3.1. Data Preprocessing by Cluster Analysis
A cluster analysis was used as an initial stage in assessing the dynamics of regional development. To apply the DEA method using the Malmquist Index, it is advisable to distinguish groups of regions that have similar characteristics in terms of innovative development. The uneven development of the regions led to a high differentiation of indicators used in the DEA analysis process and necessitated the alignment of the initial data.
The level of innovative development in the Russian Federation varies across regions depending on the level of productive forces development, natural and geographical conditions, historical and socio-economic development, and the territorial distribution of industry and science, so there is a high differentiation and polarization of their number across Russian regions that was reflected in the regional specifics of innovative enterprises financing. These factors inhibit the spillover of innovation capital and innovative evolution.

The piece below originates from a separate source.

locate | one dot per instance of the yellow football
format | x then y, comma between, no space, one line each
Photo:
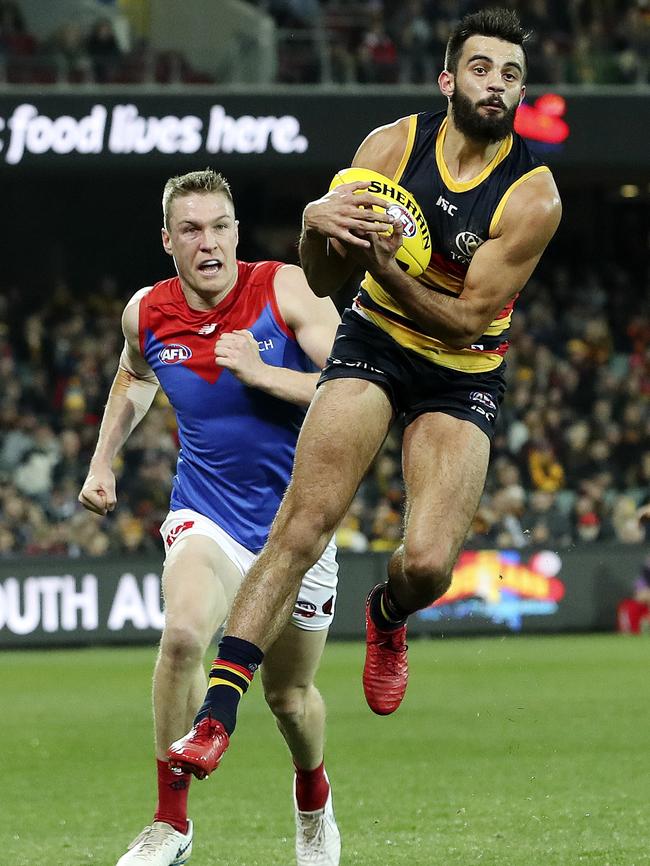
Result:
415,252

Initially, the effectiveness of regional innovation systems was evaluated based on the data of 80 regions, as a number of Russian regions in 2006–2017 did not have comparable indicators. However, there was a big gap between the leading regions and regions in which the utilized innovative resources have not led to significant innovative structural shifts in economic development at the macroeconomic level, so the specifics of the territorial and federal structure of the Russian Federation explains the use of cluster analysis for the regions selection.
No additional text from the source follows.